Re: [PATCH net-next 0/4] Add getsockopt(SO_PEERCGROUPID) and fdinfo API to retreive socket's peer cgroup id

Christian Brauner <brauner@xxxxxxxxxx> · Mon, 10 Mar 2025 12:27:00 +0100

On Mon, Mar 10, 2025 at 09:52:31AM +0100, Christian Brauner wrote:
> On Sun, Mar 09, 2025 at 02:28:11PM +0100, Alexander Mikhalitsyn wrote:
> > 1. Add socket cgroup id and socket's peer cgroup id in socket's fdinfo
> > 2. Add SO_PEERCGROUPID which allows to retrieve socket's peer cgroup id
> > 3. Add SO_PEERCGROUPID kselftest
> > 
> > Generally speaking, this API allows race-free resolution of socket's peer cgroup id.
> > Currently, to do that SCM_CREDENTIALS/SCM_PIDFD -> pid -> /proc/<pid>/cgroup sequence
> > is used which is racy.
> > 
> > As we don't add any new state to the socket itself there is no potential locking issues
> > or performance problems. We use already existing sk->sk_cgrp_data.
> > 
> > We already have analogical interfaces to retrieve this
> > information:
> > - inet_diag: INET_DIAG_CGROUP_ID
> > - eBPF: bpf_sk_cgroup_id
> > 
> > Having getsockopt() interface makes sense for many applications, because using eBPF is
> > not always an option, while inet_diag has obvious complexety and performance drawbacks
> > if we only want to get this specific info for one specific socket.
> > 
> > Idea comes from UAPI kernel group:
> > https://uapi-group.org/kernel-features/
> > 
> > Huge thanks to Christian Brauner, Lennart Poettering and Luca Boccassi for proposing
> > and exchanging ideas about this.
> 
> Seems fine to me,
> Reviewed-by: Christian Brauner <brauner@xxxxxxxxxx>

One wider conceptual comment.

Starting with v6.15 it is possible to retrieve exit information from
pidfds even after the task has been reaped. So if someone opens a pidfd
via pidfd_open() and that task gets reaped by the parent it is possible
to call PIDFD_INFO_EXIT and you can retrieve the exit status and the
cgroupid of the task that was reaped. That works even after all task
linkage has been removed from struct pid.

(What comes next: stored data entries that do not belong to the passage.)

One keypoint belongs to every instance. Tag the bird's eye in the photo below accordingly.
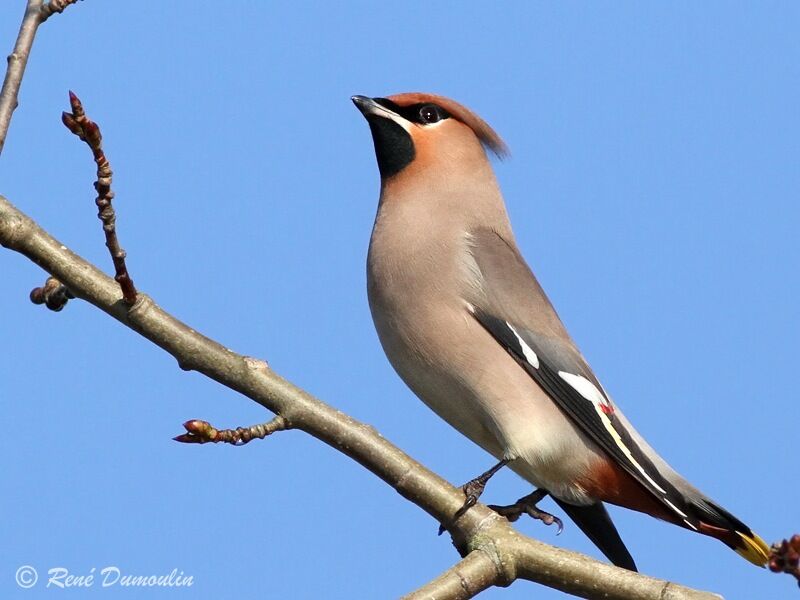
(430, 113)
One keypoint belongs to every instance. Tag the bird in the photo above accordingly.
(467, 326)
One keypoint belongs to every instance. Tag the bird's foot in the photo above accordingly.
(527, 506)
(473, 490)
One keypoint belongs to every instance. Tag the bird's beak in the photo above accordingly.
(367, 106)
(370, 108)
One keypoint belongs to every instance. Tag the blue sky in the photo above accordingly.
(653, 187)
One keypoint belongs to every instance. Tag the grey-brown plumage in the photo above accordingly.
(467, 326)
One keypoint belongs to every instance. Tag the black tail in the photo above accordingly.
(595, 522)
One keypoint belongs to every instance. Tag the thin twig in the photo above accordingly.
(785, 557)
(54, 6)
(515, 556)
(52, 294)
(88, 131)
(17, 61)
(203, 432)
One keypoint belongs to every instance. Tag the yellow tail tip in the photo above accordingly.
(753, 548)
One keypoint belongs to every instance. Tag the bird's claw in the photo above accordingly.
(527, 506)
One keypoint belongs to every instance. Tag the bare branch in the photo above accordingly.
(17, 61)
(466, 579)
(88, 131)
(479, 529)
(203, 432)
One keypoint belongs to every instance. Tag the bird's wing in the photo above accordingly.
(515, 310)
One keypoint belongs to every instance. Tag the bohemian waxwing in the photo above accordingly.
(467, 326)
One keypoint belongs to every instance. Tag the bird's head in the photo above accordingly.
(423, 131)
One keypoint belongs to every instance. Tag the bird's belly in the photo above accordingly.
(462, 374)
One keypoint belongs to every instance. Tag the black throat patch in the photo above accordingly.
(394, 148)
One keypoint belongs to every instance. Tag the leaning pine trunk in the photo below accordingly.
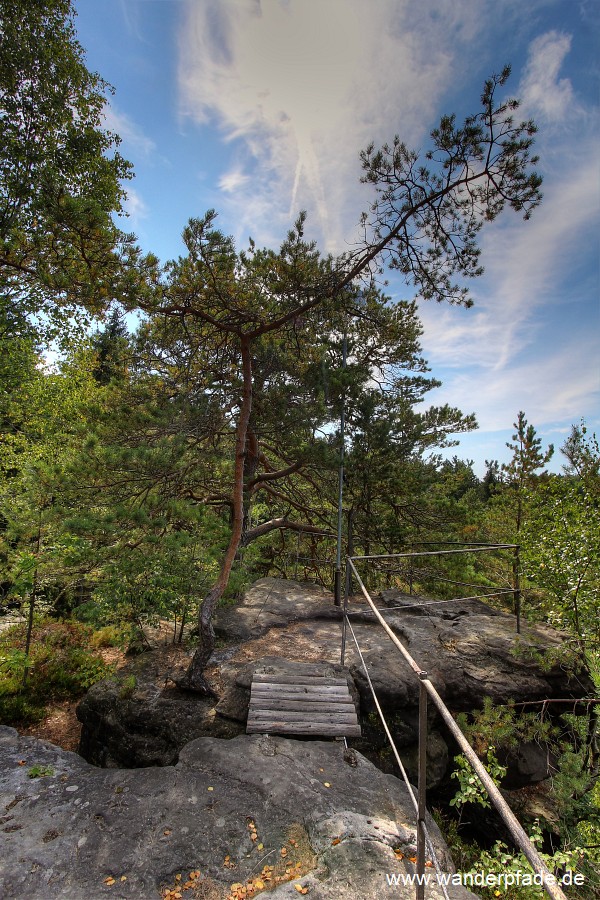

The system call api doesn't allow the creation of pidfds for reaped
processes. It wouldn't be possible as the pid number will have already
been released.

Both SO_PEERPIDFD and SO_PASSPIDFD also don't allow the creation of
pidfds for already reaped peers or senders.

But that doesn't have to be the case since we always have the struct pid
available. So it's entirely possible to hand out a pidfd to a reaped
process if it's guaranteed that exit information is available. If it's
not then this would be a bug.

The trick is that when a struct pid is stashed it needs to also allocate
a pidfd inode. That could simply be done by a helper get_pidfs_pid()
which takes a reference to the struct pid and ensures that space for
recording exit information is available.

With that done SO_PEERCGROUPID isn't needed per se as it will be
possible to get the cgroupid and exit status from the pidfd.